Reconstruction of Ground Reaction Force Data Using Lyapunov Floquet Theory and Invariant Manifold Theory

Abstract

Ground Reaction Force (GRF) is an essential gait parameter. GRF analysis provides important information regarding various aspects of gait. GRF has been traditionally measured using bulky force plates within lab environments. There exist portable force sensing units, but their accuracy is wanting. Estimation of GRF has applications in remote wearable systems for rehabilitation, to measure performance in athletes, etc. This article explores a novel method for GRF estimation using the Lyapunov-Floquet (LF) and invariant manifold theory. We assume human gait to be a periodic motion without external forcing.
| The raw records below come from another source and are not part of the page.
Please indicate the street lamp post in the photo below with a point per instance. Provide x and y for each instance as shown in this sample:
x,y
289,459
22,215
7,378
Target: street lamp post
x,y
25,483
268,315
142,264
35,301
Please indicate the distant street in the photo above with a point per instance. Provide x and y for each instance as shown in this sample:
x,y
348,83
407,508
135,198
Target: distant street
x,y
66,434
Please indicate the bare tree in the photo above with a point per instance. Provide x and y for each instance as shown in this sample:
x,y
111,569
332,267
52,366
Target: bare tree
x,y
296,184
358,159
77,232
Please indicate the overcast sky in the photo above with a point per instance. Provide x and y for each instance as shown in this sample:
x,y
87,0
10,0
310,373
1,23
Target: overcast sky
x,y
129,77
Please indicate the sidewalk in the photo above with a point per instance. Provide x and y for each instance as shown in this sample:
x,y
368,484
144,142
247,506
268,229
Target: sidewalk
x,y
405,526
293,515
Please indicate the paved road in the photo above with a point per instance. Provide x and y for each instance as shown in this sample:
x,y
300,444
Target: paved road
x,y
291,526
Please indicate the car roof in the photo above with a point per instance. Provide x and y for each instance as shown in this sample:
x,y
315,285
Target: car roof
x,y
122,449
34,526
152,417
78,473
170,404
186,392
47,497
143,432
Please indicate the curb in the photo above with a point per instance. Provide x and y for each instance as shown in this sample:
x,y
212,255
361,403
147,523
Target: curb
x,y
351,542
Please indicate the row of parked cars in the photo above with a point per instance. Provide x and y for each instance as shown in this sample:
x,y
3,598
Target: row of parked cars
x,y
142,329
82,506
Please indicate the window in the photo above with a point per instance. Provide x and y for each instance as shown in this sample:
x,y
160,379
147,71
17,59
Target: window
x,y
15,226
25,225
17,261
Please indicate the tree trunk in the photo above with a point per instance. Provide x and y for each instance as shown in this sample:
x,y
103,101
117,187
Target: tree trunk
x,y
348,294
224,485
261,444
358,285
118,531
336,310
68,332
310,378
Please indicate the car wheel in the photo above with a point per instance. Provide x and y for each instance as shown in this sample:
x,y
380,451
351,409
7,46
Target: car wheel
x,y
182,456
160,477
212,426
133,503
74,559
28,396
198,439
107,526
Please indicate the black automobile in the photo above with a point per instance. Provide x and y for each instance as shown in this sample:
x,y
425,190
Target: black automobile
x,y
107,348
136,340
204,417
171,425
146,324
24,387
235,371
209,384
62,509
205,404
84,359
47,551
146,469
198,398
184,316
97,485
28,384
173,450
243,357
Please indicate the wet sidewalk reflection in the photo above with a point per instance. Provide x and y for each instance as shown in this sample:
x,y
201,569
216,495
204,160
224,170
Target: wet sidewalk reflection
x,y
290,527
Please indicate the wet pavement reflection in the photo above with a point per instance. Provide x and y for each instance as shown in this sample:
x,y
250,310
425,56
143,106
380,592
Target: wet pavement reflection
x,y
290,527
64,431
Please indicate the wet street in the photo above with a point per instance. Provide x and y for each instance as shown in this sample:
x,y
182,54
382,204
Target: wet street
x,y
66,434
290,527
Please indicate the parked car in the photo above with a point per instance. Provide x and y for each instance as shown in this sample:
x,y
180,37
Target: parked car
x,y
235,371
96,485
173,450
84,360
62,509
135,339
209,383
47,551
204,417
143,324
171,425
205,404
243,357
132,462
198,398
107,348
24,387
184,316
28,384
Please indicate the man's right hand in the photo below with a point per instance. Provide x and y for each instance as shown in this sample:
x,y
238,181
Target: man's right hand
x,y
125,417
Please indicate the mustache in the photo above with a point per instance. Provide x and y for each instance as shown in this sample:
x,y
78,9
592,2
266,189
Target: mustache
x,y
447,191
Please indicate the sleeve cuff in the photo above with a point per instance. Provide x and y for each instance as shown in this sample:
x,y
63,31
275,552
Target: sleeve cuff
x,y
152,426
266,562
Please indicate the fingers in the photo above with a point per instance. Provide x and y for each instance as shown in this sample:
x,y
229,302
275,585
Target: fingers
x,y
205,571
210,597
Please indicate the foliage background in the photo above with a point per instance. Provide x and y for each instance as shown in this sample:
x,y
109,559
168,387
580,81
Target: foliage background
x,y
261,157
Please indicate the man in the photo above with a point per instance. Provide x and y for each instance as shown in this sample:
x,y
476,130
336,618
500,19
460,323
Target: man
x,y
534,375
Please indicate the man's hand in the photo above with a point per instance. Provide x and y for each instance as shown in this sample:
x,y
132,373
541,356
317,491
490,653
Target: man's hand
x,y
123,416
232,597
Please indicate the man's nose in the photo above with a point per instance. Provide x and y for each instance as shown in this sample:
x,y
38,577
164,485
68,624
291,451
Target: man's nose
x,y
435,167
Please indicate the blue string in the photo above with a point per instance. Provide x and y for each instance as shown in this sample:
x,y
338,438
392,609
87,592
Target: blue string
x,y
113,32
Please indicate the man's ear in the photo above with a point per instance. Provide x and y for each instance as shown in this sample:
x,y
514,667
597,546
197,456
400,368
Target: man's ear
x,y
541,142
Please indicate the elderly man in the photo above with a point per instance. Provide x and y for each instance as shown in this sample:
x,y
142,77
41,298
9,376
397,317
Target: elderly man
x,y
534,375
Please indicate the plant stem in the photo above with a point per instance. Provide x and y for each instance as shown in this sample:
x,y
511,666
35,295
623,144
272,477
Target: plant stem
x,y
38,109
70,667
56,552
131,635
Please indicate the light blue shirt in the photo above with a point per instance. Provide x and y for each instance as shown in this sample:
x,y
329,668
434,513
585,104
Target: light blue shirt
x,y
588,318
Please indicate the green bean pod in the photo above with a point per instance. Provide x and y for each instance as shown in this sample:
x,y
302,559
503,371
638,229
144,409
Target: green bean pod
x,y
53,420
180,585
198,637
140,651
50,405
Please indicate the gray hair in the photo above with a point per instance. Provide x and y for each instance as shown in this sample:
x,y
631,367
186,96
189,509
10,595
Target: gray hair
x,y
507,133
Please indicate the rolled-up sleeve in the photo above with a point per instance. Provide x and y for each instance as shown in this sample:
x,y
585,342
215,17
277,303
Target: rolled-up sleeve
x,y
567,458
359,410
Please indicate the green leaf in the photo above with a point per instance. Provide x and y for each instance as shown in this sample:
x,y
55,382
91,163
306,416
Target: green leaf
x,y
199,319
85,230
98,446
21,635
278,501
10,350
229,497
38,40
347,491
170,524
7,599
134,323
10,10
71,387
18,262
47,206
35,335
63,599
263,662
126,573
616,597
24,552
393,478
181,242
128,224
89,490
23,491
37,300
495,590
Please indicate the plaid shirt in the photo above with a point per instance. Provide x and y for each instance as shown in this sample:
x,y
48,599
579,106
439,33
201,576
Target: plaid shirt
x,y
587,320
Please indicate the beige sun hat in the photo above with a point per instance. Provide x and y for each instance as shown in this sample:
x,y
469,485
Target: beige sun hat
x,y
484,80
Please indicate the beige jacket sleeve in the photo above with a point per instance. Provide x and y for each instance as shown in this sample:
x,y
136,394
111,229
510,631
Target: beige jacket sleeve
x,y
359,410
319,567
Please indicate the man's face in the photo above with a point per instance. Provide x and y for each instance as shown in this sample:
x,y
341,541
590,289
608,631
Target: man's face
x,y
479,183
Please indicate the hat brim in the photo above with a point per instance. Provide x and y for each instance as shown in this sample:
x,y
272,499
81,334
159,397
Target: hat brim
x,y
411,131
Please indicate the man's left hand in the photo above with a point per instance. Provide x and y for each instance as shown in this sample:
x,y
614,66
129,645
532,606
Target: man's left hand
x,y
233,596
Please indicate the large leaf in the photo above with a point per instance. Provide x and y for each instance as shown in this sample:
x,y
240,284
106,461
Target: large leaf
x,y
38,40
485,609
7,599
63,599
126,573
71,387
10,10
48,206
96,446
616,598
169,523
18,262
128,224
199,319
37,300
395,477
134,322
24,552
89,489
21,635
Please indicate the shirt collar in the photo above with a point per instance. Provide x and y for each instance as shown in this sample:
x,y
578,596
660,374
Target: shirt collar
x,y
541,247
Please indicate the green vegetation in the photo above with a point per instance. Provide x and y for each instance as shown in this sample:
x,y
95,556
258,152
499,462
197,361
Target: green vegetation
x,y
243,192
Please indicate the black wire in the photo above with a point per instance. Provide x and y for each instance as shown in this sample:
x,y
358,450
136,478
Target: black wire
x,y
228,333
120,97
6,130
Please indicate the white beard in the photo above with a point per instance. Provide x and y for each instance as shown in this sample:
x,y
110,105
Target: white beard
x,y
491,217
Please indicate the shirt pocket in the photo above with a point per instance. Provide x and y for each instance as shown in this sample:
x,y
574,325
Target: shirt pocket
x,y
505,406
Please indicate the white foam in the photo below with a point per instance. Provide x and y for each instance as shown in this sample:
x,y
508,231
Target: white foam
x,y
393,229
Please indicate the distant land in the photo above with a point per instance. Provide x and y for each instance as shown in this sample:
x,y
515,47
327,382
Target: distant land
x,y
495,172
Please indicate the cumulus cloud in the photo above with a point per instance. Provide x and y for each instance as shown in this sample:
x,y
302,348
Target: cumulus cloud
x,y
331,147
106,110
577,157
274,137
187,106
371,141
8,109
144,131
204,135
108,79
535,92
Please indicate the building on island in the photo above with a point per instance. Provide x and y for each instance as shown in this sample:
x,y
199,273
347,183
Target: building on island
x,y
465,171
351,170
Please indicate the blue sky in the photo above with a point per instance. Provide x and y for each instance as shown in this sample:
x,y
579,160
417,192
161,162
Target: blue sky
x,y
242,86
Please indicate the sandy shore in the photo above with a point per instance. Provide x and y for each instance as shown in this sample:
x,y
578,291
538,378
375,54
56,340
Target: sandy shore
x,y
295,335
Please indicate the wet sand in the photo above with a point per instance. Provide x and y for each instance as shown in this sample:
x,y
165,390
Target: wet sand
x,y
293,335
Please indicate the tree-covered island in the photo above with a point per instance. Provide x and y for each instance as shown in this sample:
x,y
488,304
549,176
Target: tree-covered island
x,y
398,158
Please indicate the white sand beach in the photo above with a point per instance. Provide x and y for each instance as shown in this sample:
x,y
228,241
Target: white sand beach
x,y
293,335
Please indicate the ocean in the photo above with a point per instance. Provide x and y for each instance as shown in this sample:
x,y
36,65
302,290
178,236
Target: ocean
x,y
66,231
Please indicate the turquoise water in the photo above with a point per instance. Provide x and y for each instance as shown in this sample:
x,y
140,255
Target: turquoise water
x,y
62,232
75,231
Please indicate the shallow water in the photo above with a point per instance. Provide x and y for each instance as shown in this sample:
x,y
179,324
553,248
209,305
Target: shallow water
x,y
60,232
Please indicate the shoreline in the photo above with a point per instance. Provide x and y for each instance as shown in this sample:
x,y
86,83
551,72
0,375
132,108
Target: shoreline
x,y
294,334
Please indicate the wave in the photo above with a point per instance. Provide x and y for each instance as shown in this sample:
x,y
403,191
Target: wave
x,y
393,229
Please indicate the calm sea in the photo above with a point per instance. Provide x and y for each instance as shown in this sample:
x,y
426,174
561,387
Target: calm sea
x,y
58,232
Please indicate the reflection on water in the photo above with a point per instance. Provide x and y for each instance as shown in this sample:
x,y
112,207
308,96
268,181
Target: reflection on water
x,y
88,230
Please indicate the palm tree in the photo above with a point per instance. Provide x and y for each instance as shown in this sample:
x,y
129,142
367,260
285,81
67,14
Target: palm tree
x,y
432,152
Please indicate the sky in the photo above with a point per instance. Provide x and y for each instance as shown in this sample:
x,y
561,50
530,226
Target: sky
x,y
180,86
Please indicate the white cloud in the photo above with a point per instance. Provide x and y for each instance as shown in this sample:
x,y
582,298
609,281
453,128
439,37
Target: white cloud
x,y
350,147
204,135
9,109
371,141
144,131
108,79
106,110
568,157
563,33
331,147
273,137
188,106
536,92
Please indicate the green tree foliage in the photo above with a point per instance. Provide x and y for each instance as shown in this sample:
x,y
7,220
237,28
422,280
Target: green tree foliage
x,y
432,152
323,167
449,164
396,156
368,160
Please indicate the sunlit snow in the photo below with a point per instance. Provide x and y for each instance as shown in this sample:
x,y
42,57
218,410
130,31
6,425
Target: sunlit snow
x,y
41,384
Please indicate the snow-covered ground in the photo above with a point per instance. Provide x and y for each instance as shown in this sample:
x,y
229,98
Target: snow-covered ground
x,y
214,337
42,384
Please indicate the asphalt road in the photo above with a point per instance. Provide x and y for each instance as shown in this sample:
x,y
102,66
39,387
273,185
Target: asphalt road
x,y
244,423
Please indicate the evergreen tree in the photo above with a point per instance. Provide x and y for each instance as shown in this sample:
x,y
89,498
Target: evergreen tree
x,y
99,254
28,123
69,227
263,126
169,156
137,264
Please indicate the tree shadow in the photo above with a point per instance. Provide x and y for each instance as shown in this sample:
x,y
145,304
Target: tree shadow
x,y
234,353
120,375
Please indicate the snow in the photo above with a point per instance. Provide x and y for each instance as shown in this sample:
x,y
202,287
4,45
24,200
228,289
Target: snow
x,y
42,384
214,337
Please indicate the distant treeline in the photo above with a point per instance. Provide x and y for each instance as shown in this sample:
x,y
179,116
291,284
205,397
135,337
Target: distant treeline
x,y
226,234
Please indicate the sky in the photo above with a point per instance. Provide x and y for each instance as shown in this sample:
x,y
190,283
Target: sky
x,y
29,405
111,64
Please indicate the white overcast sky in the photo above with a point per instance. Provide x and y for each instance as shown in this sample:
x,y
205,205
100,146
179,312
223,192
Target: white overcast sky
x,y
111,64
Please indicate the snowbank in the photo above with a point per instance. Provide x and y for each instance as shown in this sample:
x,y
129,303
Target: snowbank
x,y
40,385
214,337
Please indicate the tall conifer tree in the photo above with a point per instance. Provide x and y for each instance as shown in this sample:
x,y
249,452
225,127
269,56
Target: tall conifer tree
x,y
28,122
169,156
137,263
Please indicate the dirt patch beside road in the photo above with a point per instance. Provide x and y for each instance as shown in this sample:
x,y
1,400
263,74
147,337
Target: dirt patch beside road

Using time delayed embedding, a reduced order system can be reconstructed from the vertical GRF data. LF theory can be applied to perform system identification via Floquet Transition Matrix and the Lyapunov Exponents. A Conformal Map was generated using the Lyapunov Floquet Transformation that maps the original time periodic system on a linear Single Degree of Freedom (SDoF) oscillator. The response of the oscillator system can be calculated numerically and then remapped back to the original domain to get GRF time evolution. As an example, the GRF data from an optical motion capture system for two subjects was used to construct the reduced order model and system identification. A comparison between the original system and its reduced order approximation showed good correspondence.